Les plus jeunes des répondants (entre 18 et 24 ans) sont plus nombreux à déclarer avoir eu plusieurs séances d’éducation à la sexualité au cours de leur parcours scolaire. En effet, 51% des moins de 24 ans disent en avoir eu plusieurs fois au cours de leur scolarité, tandis que ce n’est le cas que de 39% des 25‑29 ans.

Du côté du statut des établissements fréquentés, les élèves scolarisés uniquement en établissements publics sont plus nombreux que les autres (ayant été au moins une année dans l’enseignement privé, y compris sous contrat) à avoir bénéficié de séances au cours de leur scolarité (90% contre 84%, p<0,01). Les écarts sont particulièrement notables pendant les années du collège (83% contre 74%, p<0,01).

Aucune différence n’apparaît lorsque l’on considère le lieu de résidence (urbain ou rural) ou la position sociale des parents.

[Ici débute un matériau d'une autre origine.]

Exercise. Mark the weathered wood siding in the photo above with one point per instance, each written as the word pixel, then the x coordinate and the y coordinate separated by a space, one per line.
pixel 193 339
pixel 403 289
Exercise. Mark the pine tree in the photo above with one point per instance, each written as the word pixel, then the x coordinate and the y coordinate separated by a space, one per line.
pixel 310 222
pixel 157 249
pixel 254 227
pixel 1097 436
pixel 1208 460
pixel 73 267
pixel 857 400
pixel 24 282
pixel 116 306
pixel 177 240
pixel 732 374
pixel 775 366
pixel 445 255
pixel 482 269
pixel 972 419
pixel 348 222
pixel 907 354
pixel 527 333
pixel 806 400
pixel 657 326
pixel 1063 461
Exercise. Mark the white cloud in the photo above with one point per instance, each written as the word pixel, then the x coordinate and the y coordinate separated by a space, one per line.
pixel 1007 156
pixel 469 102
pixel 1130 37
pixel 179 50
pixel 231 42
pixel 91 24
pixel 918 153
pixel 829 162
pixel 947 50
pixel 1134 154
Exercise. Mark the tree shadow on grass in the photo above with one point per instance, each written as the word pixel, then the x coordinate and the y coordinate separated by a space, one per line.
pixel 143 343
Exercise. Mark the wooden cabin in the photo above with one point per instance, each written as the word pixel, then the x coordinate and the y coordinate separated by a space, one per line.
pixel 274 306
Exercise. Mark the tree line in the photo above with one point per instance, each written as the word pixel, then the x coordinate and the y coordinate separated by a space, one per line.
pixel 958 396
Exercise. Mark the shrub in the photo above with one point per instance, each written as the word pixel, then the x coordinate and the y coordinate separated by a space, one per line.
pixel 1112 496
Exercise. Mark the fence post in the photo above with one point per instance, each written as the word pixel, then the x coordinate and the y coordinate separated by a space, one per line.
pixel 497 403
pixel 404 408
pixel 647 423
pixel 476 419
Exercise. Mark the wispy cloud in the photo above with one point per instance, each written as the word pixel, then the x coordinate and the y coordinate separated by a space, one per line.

Une diversification progressive des thèmes abordés

À propos des thèmes abordés au cours des séances d’éducation à la sexualité en milieu scolaire, la protection en santé sexuelle est centrale pour toutes les générations concernées. Les plus jeunes disent par ailleurs avoir bénéficié de séances abordant une plus grande diversité de thèmes (tableau 2). Les jeunes hommes déclarent également une plus grande diversité de thèmes que les jeunes femmes.

Tableau 2 : Thématiques abordées en séances d’éducation à la sexualité en milieu scolaire selon l’âge, enquête Contexte des sexualités en France 2023 (CSF-2023)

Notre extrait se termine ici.